We meet you today, young men, with our sincere and friendly congratulations, and in no merely formal or simulated manner, offer you the compliments of the season, and "Wish you a happy new year," more than this, a happy life, and still beyond this, a happy eternity. Time, with ceaseless flow rolls onward, and is ever bearing you on its resistless stream to the boundless ocean of eternity. Yes, to eternity! Yet now to eternal annihilation, but to everlasting conscious existence. As you stand upon the threshold of another year pause and ponder - the past is forever gone. Survey the scene before you, and learn your destiny, your dignity, your duty. An interminable prospect of perpetual existence, a vista of endless ages, yes, and of bliss too, open before you if you adopt, in the meaning he attached to it, the motto of the Apostle which heads this address, and say, in reference to that object - 'this one thing I do.' He intended by it, not his office as an ambassador of Christ, but his final salvation as an immortal being.

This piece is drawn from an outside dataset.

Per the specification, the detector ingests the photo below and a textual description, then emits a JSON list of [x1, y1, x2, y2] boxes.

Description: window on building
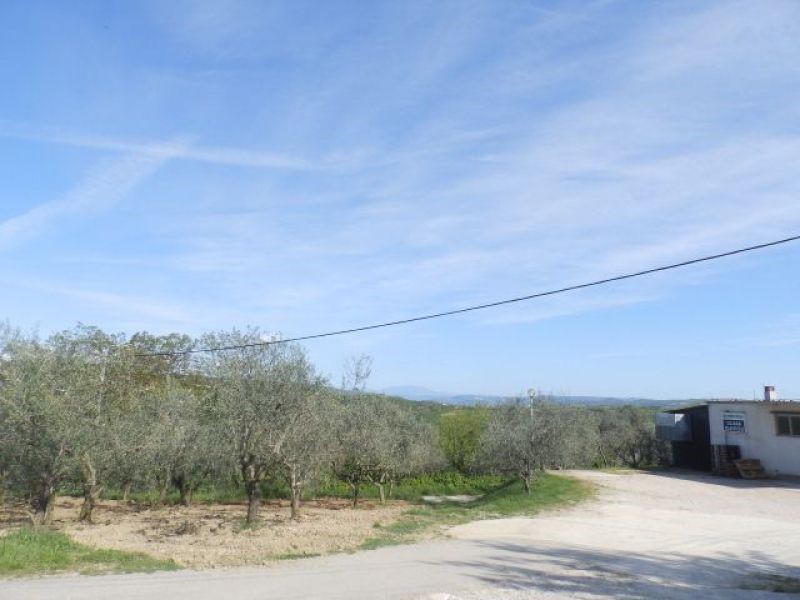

There is something striking in seeing a rational creature select one object from the many which surround him, holding it up to public notice, with the declaration, "for this I live," and from that moment pursuing it with the ardor of a lover, the fidelity of a servant, the courage of a hero, and the constancy of a martyr. Such a power of abstraction and concentration is a fine spectacle. But then the object selected should be worthy of it - and should repay the great effort. man has but one life to spend, and he should be careful, anxiously, yes almost painfully careful, not to throw it away upon an undeserving object. Think of his coming to the close of his brief and troubled sojourn in this world with the melancholy confession, "Life with me has been a lost adventure."
We would help you to guard against this catastrophe, and assist you so to select your object, and lay your plan, that after a prosperous, happy, and useful life, even death itself, instead of being the wreck of your hopes, shall prove the consummation of your hopes, and be your eternal gain.

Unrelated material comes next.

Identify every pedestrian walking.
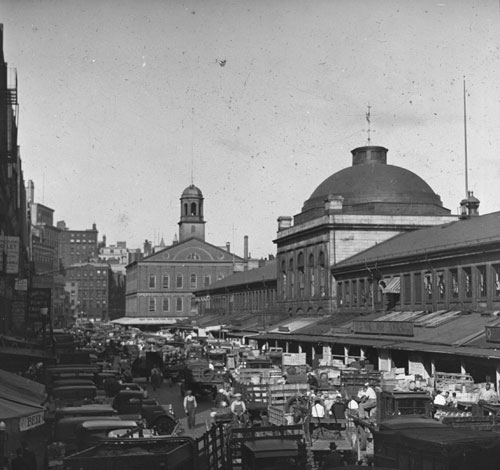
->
[151,366,161,390]
[184,390,198,429]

This address comes to you from a body of young men, entitled "The Young Men's Christian Association," who are banded together by the ties of a holy brotherhood to encourage and assist one another in pursuing and securing the highest and noblest end of human existence. We have made our choice; our judgment and conscience approve the selection; it stands continually before us in the wilderness of life, visible, grand, and distinct, like the Pyramids of Egypt to the traveler in the desert; and in the exercise of a benevolence which the object itself inspires, we are anxious to engage others of our age, gender, and circumstances in the same pursuit.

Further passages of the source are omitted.